There was a girl in the store today. She had red hair, real red hair, like burnt rosehip. She was looking through a box that said “Oldies.” I said hello to her because she was cute. I told her it was because I liked “Oldies” too. She laughed and said most people didn’t. She had all these records but just liked to see if they were still there. We talked for a bit. She had a cat. She was from Schenectady, where Harry’s father was buried. She liked to watch French films without the subtitles and make up her own words. I thought that was funny.

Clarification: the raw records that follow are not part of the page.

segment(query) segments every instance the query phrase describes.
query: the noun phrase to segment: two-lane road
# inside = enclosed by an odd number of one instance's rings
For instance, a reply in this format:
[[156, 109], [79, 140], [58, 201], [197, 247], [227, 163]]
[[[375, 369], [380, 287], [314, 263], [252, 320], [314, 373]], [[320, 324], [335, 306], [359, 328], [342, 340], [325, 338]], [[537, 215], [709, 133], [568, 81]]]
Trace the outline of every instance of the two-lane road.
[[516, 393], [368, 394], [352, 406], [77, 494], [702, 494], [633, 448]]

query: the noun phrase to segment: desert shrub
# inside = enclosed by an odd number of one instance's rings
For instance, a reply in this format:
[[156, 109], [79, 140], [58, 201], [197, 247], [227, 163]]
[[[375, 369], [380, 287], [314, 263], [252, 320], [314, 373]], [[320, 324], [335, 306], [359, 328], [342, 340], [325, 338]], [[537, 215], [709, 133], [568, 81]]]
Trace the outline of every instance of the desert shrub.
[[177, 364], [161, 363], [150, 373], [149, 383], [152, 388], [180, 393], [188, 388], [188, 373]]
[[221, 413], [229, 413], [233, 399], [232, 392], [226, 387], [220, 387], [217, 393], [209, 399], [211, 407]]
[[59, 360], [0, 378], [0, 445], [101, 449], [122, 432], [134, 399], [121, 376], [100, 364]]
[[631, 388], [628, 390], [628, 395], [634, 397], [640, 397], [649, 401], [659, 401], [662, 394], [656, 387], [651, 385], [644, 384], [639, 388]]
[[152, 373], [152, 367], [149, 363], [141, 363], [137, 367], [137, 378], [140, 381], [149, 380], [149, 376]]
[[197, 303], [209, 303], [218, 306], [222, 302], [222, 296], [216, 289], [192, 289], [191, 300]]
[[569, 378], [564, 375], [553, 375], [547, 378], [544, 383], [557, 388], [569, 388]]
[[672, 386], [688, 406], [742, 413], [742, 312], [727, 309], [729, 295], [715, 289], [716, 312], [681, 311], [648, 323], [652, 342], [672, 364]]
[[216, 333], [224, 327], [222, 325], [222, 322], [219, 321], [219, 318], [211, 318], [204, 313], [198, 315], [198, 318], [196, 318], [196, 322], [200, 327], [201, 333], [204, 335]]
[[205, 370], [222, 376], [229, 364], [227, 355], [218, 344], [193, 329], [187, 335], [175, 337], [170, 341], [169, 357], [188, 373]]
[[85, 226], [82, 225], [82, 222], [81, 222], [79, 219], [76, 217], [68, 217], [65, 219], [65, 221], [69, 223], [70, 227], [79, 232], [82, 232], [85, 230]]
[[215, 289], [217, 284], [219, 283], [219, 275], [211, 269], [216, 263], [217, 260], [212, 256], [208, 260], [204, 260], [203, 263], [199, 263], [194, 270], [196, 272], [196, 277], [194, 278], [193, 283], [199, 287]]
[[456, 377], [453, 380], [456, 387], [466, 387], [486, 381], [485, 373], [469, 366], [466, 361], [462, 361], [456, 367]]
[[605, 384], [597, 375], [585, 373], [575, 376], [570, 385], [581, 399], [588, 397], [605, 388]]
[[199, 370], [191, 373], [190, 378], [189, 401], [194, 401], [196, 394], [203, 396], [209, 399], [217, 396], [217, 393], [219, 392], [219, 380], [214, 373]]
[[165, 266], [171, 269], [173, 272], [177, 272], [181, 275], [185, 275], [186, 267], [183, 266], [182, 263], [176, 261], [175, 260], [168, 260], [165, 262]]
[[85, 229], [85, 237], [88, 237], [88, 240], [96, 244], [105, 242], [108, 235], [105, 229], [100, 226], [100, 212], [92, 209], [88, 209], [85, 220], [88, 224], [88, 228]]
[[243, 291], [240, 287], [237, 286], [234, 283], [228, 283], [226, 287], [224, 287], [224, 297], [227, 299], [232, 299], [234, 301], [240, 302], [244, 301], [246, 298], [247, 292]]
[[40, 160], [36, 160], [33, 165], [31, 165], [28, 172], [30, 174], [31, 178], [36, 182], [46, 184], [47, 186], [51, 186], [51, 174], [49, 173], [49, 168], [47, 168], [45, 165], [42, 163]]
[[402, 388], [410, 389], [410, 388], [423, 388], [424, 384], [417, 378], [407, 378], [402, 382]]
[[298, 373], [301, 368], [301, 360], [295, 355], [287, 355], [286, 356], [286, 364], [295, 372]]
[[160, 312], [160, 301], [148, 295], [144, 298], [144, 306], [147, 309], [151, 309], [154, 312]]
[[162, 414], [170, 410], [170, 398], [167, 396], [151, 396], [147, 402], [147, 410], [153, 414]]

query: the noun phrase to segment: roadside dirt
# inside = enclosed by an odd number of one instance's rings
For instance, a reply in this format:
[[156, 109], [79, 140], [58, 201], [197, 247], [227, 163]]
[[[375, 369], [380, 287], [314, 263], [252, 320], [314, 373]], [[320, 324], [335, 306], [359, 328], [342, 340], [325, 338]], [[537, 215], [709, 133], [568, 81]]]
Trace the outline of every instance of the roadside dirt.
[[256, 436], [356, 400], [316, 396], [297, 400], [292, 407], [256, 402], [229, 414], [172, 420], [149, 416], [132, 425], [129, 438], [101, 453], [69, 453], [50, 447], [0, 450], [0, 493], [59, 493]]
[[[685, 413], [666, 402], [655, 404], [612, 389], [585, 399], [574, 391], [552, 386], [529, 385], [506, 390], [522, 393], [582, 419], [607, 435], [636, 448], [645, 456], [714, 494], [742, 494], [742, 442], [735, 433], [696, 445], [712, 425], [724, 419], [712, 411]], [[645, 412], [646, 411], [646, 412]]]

I told her about the dodo bird I had seen in the museum. I told her about its two heads. “What do you mean?” she asked.
“It had two heads, one facing this way,” I said. I rotated my head to the left, then back to the right. “And one facing this way.”
She didn’t believe me. She didn’t think dodo birds had two heads. I told her that some did. We talked more, but then she said she had to go. She said it was nice talking and I should look her up on Facebook and we could go see my bird with two heads. She told me her name.
I don’t think I’ll look her up; I don’t think I want to. I wrote ‘Girl’ on an index card so I wouldn’t forget about her.
I went to the museum. The dodo bird with two heads was gone. They had shipped it out to New Jersey. They were going to incinerate it. I thought about the girl from the record store. She would never see my bird with two heads. I went to sell photos across the street for a bit. It got dark early. I sold one photo of some joggers to a lady with a stroller. I thought about Baby Leonard. Maybe he’d be a jogger some day.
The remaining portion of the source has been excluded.